Awesome
persona2vec
A simple implementation of persona2vec. For detail, please read persona2vec paper <br> https://arxiv.org/abs/2006.04941
Installation
You can use persona2vec as library. It is very simple.
python libs/setup.py install
Requirements
The codebase is implemented in Python 3.7.3, and package versions used for development are just below. This library works well on various environment. If there is a problem, please let me know with issue. I will handle it.
networkx 2.3
tqdm 4.28.1
numpy 1.15.4
pandas 0.23.4
texttable 1.5.0
scipy 1.1.0
argparse 1.1.0
gensim 3.6.0
python-louvain -
How to use
You can use persona2vec as library.
from persona2vec.model import Persona2Vec
from persona2vec.utils import read_graph
G = read_graph(NETWORK_FILE_NAME)
model = Persona2Vec(G, lambd=LAMBDA, dimensions=DIM, workers=NUMBER_OF_CORES)
emb = model.embedding
For detail, please check a example notebook, examples/example_karate.ipynb
Datasets - inputs
There is a utility function read_graph in persona2vec/utils.py
for reading input files.
You can easily make the edgelist file(*.elist) with networkx function nx.write_edgelist
Outputs
There are 3 outputs on persona2vec
-
Persona network, Persona network is a result network of ego-splitting. File format is edgelist(*.elist), which is same to format of inputs
-
persona to node, node to persona mapping, Mappings is a dict that connnect orginal node and splitted persona nodes or vice versa. Bascially, relation between node and persona is 1 to M relations. File format is pickle(*.json)
-
Base embedding and Persona embedding, Base embedding and persona embedding of Persona2vec. File format is pickle(.w2v), See save_word2vec_format
For Reproducibility
We use snakemake for reproducibility in the paper. Codes for experiment is under the workflow folder. <br>
We have two workflows, a workflow for link prediction for persona2vec (node2vec) and a workflow for SPLITTER (baseline). You can easily run the worflow using command snakemake for each folder.
Using as command line interface
persona2vec also support command line arguemnts.
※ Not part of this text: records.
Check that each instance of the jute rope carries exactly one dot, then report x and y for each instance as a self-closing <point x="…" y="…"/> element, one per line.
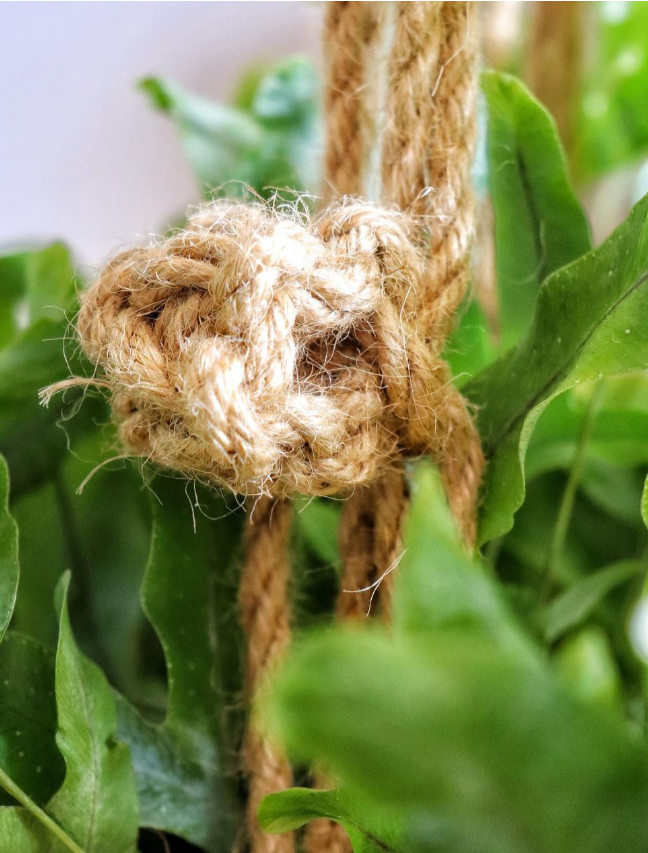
<point x="272" y="354"/>
<point x="427" y="150"/>
<point x="265" y="618"/>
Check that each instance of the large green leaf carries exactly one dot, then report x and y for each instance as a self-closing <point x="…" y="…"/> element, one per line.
<point x="539" y="224"/>
<point x="95" y="809"/>
<point x="28" y="751"/>
<point x="439" y="586"/>
<point x="182" y="776"/>
<point x="612" y="126"/>
<point x="97" y="804"/>
<point x="217" y="139"/>
<point x="291" y="809"/>
<point x="588" y="324"/>
<point x="34" y="285"/>
<point x="485" y="746"/>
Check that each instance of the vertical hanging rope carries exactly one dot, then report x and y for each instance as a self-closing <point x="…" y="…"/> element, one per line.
<point x="264" y="606"/>
<point x="272" y="355"/>
<point x="556" y="34"/>
<point x="351" y="29"/>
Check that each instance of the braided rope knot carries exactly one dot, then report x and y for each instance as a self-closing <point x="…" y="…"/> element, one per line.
<point x="268" y="353"/>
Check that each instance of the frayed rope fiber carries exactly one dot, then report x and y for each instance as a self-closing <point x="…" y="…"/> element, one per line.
<point x="272" y="355"/>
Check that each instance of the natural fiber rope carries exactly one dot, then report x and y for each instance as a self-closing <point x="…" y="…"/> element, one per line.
<point x="272" y="354"/>
<point x="427" y="151"/>
<point x="351" y="29"/>
<point x="265" y="617"/>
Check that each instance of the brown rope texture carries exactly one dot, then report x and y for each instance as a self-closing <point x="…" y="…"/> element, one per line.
<point x="273" y="354"/>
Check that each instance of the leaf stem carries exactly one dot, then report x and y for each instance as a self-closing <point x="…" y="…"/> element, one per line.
<point x="569" y="495"/>
<point x="18" y="794"/>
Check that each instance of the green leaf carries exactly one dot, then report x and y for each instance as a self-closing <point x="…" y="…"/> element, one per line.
<point x="317" y="521"/>
<point x="183" y="782"/>
<point x="587" y="325"/>
<point x="35" y="285"/>
<point x="28" y="751"/>
<point x="587" y="663"/>
<point x="539" y="224"/>
<point x="291" y="809"/>
<point x="572" y="607"/>
<point x="268" y="142"/>
<point x="9" y="570"/>
<point x="97" y="804"/>
<point x="485" y="746"/>
<point x="450" y="591"/>
<point x="469" y="348"/>
<point x="217" y="140"/>
<point x="618" y="435"/>
<point x="611" y="125"/>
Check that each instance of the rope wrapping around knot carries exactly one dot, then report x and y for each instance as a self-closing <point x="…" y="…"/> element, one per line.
<point x="270" y="354"/>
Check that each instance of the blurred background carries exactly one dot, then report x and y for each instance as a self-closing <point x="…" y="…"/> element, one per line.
<point x="84" y="157"/>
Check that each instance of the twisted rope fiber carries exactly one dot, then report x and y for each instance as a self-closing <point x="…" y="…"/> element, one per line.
<point x="271" y="354"/>
<point x="264" y="614"/>
<point x="427" y="150"/>
<point x="350" y="31"/>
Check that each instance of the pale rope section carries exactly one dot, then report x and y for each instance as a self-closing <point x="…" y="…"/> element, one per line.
<point x="557" y="31"/>
<point x="351" y="29"/>
<point x="265" y="608"/>
<point x="351" y="43"/>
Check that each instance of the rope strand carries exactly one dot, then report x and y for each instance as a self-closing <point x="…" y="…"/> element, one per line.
<point x="264" y="607"/>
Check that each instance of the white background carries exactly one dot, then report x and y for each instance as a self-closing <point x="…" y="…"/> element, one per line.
<point x="83" y="156"/>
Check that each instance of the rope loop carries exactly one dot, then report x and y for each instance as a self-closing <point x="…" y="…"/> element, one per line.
<point x="267" y="353"/>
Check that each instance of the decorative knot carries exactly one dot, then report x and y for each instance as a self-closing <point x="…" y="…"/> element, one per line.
<point x="261" y="351"/>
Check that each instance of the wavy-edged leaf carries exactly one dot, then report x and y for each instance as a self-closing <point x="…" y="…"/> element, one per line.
<point x="440" y="588"/>
<point x="9" y="569"/>
<point x="539" y="224"/>
<point x="217" y="139"/>
<point x="268" y="142"/>
<point x="589" y="323"/>
<point x="183" y="780"/>
<point x="572" y="607"/>
<point x="35" y="285"/>
<point x="97" y="804"/>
The following commands learn an embedding and save it with the Persona network, persona to node mapping, node to persona mapping, base embeding, and persona embedding.
persona2vec --input [INPUT_FILES_DIR]
--persona-network [PERSONA_NETWORK_DIR] \
--persona-to-node [PERSONA_TO_NODE_DIR] \
--node-to-persona [NODE_TO_PERSONA_DIR] \
--base-emb [BASE_EMB_DIR] \
--persona-emb [PERSONA_EMB_DIR]
If you want to train a Persona2vec with 32 dimensions.
persona2vec --dimensions 32
And, you can also change configurations for random walker easily with
persona2vec --number-of-walks 20 --walk-length 80
Input and output options
--input [INPUT] Input network path as edgelist format
--persona-network [PERSONA_NETWORK]
Persona network path.
--persona-to-node [PERSONA_TO_NODE]
Persona to node mapping file.
--node-to-persona [NODE_TO_PERSONA]
Node to persona mapping file.
--base-emb [BASE_EMB]
Base Embeddings path
--persona-emb [PERSONA_EMB]
Persona Embeddings path
Model options
--lambd LAMBD Edge weight for persona edge, usually 0~1.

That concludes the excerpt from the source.